COMMON CAUSES OF INFERTILITY IN WOMEN
Oxford Advance Learner’s Dictionary defines infertility as the inability of people, animals and plants not to be able to produce babies or young ones. It can also refer to an inability to conceive after having regular unprotected sex for at least a year for most people and six months in certain circumstances. Infertility may be cause in either you or your partner or a combination of factors that may prevent a pregnancy from occurring or continuing.
Women’s infertility is most commonly caused by problems associated with ovulation complications. Some problems stop women from releasing eggs at all and some cause an egg to be released during some cycles. It is caused by many other factors such as nutrition, diseases, and other malformations of the uterus. Infertility affects women from around the world, and the cultural and social stigma surrounding it varies. Female infertility affects one out of every six couples.
Fortunately, about 65% of couples that get treatment for a fertility problem are eventually able to have a successful pregnancy. Let’s read on and see some of the possible causes of infertility in women and some possible solution to consider.
Occurs when eggs fail to mature in the ovaries or when the ovaries fail to release a mature egg at all. Ovulation problem can occur due to many conditions like womb and fallopian tubes not able to allow an egg to travel from the ovary to the womb. Pelvic surgery can sometimes cause scarring or shorten the cervix.
Cervical mucus defect
This occurs when a woman is ovulating. Mucus in her cervix becomes thinner so that sperm can swim through it more easily. Other causes include sub mucosal fibroids, endometriosis, pelvic inflammatory diseases, etc.

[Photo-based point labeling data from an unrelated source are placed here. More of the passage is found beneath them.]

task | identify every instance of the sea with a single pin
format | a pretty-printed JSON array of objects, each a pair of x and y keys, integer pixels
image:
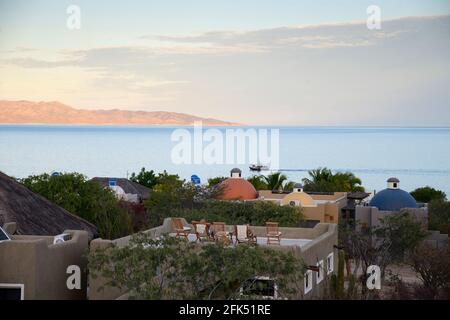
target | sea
[{"x": 417, "y": 156}]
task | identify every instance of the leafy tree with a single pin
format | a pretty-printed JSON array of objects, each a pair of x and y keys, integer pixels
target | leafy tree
[
  {"x": 254, "y": 213},
  {"x": 433, "y": 265},
  {"x": 323, "y": 180},
  {"x": 396, "y": 237},
  {"x": 428, "y": 194},
  {"x": 145, "y": 178},
  {"x": 275, "y": 181},
  {"x": 439, "y": 216},
  {"x": 258, "y": 182},
  {"x": 87, "y": 199},
  {"x": 215, "y": 181},
  {"x": 347, "y": 182},
  {"x": 170, "y": 268}
]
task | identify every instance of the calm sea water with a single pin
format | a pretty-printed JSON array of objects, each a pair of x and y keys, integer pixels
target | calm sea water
[{"x": 417, "y": 156}]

Absent or infrequent period,unusually light or heavy menstrual bleeding or lack of such premenstrual symptoms as bloating or breast tenderness.
Always try to manage your body weight if it’s too low or too high. Take fertility drugs (with or without artificial insemination.

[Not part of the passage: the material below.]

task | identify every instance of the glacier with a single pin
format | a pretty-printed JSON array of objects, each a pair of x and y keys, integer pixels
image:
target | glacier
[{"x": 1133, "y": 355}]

This is a condition that occurs when tissue normally found in the lining of the uterus grows outside the uterus. It usually grows in the abdomen or pelvis. When this situation occurs, it can cause infertility because the new growth forms adhesion (sticky areas of tissue) or cysts (fluid-filled sacks) that can block or distort the pelvis. When this occurs, it makes it difficult for an egg to be released and becomes implanted into the womb. It can also disturb the way that a follicle (fluid-filled space in which an egg develops) matures and releases an egg.

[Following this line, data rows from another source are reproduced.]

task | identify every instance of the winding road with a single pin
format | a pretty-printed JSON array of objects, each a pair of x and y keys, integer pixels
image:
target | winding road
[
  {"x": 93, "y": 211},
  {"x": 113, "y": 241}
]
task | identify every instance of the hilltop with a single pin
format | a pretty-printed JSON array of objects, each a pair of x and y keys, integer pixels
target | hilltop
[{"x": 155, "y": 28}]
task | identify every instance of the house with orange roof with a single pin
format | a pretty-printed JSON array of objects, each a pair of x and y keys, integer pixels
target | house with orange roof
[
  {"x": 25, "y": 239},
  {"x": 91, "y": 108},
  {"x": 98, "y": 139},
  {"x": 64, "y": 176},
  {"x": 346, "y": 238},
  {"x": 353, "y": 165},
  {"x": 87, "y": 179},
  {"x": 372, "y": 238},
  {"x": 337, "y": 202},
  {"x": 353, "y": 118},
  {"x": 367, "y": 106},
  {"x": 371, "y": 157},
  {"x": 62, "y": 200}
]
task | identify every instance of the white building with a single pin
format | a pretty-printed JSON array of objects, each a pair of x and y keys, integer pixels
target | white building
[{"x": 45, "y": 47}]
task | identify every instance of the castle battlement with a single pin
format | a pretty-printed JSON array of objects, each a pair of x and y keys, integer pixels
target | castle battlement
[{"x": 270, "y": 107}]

Most women have no symptoms, while other women have painful periods or intercourse, heavy bleeding or unusual spotting and general pelvic pain.
It is advised that when you notice the symptoms above, go for surgery to remove endometrial tissue or open blocked fallopian tubes. You can as well take fertility drugs (with or without artificial insemination) or IVF (In vitro fertilisation).
Poor Egg Quality
In some cases, the quality and number of eggs the ovaries produce naturally or with fertility treatment decline significantly after 35 years of age.
Take fertility drugs or IVF using your own eggs, with donor eggs or embryos.
Polycystic Ovarian Syndrome (PCOS)
This is a condition in which small follicles in the ovaries don’t develop into the larger, mature follicles that release eggs. It is also characterised by hormone imbalance and unpredictable ovulation patterns.
Irregular periods, excessive hair growth, acne and obesity.
Try and modify your lifestyle by dieting, and exercise, clomiphene citrate, injected fertility drugs, ovarian drilling, a surgical procedure that can trigger ovulation and IVF. Women with glucose intolerance, the diabetes drug, metformin (Glucophage) can also help restore regular ovulation.
Unexplained Fertility Problem
Doctors may diagnose an unexplained fertility problem if there is no obvious reason for your infertility (meaning all test results are normal). Some experts believe subtle differences in the way the reproductive system works may cause this type of infertility. This can include differences in follicle development, sperm function, or the fertilisation process. Experts also theorize that lifestyle factors such as being significantly underweight or overweight, regularly consuming too much caffeine or alcohol, and smoking may be contributing factors as well.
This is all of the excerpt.